Easy mass refactoring: This is true to monorepo at all sizes. As solo developer, you are free to refactor everything. As big company, repository maintainers are responsible to keep code in heathy status.

Better code sharing: This is true to company who has open collaborative culture with very few private restricted projects, everyone has access to almost everything, no questions asked. Easy to reuse shared libraries, copy similar solutions and learn others’ coding styles. This ends up lower code duplication and faster to bootstrap new projects.

Drawbacks

High tooling investment: Git or Mercurial have their limitation on big scale repository, commands will take really long time on insane number of files. Tech giants who adopted monorepo had to put a lot of resources on enhancing tools to support their very large scale repository (millions files, billions lines of code, thousands of commits per day, thousands of collaborating users, hundreds of GBs or TBs in size, etc):

Google build their own source control system Piper, build tool Bazel, client code collaboration CitC and many other tools to support code searching, discovery, merging, testing, etc. Facebook patched Mercurial, created build tool Buck. Microsoft added Virtual File System for Git.

High code complexity: Touching the company’s huge repository sounds intimidating initially. You need to setup many guidelines and policies to keep everyone in the same page.
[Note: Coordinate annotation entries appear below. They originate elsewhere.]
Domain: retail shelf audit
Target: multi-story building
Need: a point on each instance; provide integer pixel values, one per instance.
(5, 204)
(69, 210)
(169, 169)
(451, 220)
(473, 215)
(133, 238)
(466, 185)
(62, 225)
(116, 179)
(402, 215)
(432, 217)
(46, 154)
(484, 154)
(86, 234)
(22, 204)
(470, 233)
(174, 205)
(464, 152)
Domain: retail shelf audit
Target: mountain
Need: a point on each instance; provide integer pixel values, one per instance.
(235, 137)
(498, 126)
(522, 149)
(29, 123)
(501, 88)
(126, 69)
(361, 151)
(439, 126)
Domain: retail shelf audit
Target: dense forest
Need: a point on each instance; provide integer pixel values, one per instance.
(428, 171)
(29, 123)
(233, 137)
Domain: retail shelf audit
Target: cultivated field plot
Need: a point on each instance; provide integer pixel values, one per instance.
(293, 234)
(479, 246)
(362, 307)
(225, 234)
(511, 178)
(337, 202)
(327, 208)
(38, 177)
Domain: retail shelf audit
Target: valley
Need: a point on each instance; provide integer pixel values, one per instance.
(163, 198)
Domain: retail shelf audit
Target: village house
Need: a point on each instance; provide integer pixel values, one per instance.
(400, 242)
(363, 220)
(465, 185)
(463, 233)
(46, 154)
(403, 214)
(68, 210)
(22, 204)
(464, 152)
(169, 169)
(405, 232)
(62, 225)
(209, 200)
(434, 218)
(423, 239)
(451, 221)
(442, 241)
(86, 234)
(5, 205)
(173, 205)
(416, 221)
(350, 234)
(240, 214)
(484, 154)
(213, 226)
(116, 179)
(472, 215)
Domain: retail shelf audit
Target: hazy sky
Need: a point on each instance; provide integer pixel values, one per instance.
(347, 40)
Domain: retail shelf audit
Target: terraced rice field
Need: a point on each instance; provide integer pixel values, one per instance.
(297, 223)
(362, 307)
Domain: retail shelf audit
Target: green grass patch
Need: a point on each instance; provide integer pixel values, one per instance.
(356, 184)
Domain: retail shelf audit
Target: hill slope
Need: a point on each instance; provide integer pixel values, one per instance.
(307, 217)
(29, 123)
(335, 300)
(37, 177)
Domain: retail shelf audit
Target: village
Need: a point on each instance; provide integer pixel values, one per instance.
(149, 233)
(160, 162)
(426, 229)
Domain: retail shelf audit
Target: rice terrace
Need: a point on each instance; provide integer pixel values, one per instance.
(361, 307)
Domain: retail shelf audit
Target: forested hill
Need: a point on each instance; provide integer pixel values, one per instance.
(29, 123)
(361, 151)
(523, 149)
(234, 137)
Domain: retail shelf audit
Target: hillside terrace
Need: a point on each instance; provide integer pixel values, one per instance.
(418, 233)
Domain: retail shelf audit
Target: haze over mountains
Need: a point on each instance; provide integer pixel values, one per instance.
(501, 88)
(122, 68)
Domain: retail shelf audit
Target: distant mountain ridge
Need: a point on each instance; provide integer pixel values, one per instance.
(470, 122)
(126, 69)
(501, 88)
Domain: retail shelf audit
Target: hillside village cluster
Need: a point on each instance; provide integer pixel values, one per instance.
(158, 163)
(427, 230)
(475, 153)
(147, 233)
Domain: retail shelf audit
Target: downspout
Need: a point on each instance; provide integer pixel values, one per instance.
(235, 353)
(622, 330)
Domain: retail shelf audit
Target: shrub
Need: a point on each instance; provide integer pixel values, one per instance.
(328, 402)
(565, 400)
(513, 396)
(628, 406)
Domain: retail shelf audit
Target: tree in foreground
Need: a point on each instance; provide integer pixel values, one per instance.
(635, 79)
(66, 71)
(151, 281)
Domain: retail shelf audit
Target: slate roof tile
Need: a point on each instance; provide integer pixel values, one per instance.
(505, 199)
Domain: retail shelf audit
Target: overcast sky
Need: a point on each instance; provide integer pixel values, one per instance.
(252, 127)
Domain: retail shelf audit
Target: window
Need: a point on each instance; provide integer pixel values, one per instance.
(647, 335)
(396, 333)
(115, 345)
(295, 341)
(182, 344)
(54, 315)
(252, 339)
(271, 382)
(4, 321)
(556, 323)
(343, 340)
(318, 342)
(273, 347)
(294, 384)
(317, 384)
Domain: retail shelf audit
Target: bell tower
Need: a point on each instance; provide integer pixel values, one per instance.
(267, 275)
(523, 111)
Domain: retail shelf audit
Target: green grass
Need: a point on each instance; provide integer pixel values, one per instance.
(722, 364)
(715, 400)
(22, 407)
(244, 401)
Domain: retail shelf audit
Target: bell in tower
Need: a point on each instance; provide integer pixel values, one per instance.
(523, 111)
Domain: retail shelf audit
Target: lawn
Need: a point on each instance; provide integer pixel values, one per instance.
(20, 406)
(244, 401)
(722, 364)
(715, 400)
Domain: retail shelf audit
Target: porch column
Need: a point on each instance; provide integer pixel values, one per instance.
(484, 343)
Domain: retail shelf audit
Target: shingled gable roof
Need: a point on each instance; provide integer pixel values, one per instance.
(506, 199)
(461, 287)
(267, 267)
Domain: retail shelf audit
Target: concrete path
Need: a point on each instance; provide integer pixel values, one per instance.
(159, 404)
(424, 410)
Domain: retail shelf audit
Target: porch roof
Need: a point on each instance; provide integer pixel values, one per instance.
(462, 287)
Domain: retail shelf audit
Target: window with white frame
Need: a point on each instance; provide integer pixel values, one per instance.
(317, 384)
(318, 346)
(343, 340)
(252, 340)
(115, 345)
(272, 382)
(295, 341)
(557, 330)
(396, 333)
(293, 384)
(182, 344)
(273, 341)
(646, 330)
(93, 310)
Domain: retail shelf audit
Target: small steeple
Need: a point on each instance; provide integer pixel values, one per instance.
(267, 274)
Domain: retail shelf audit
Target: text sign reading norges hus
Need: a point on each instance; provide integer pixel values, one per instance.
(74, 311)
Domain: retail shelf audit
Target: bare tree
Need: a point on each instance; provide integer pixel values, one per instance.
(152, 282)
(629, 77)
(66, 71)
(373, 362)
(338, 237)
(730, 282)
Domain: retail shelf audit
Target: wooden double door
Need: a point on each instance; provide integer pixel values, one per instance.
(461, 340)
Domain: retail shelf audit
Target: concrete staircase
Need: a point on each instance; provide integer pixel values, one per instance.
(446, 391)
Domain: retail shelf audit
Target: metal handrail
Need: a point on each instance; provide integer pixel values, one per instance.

High cost to maintain code health: Monorepo is also nothing without strong CI/CD pipeline, all kind of tests take long time to finish before a merge is approved, a build is created or artifacts are released.

Adoption

Monorepo is not for everyone, it definitely provides many benefits with the right setup but also bring to your team with unpredictable complexity.

Indie maker: Easy decision here, adopting monorepo per product or all products will boost your productivity to the next level. Reversing cost is quite low so you don’t have to think hard here. I found Lerna is awesome to JavaScript Fullstack Developer.

Small team: Also easy to adopt when Git can easily handle your code size, need to invest a bit on CI/CD pipeline and contribution policy to keep everything going well.

Medium & large team: Very tough and brave decision here, there’s is no going back when you already invested a lot resources on tooling system. Think hard bout company culture, percentage of private projects, are you collaborating with outside clients, can Git handle your predicting repository size or you have to use a patched scalable version control system, do you have resources on maintaining code complexity and health, etc.

Key Takeaways

Think really hard when you’re the one to make decision. The cost is very high if you want to move to monorepo or switch back to polyrepo, it can create an annoying moral in your team, you also need to establish a detailed contribution policy and new member onboarding.

What if your team using monorepo? If you already know monorepo and embrace it, that’s awesome. If you are new to this please keep calm and learn bout it a little bit before going mad and blame the stupid things against the standard polyrepo.

Monorepo has a bright future alongside microservices. I found it a solid working experience when maintain a monorepo, run though decent CI/CD pipeline and deploy tested artifacts in a microservices system.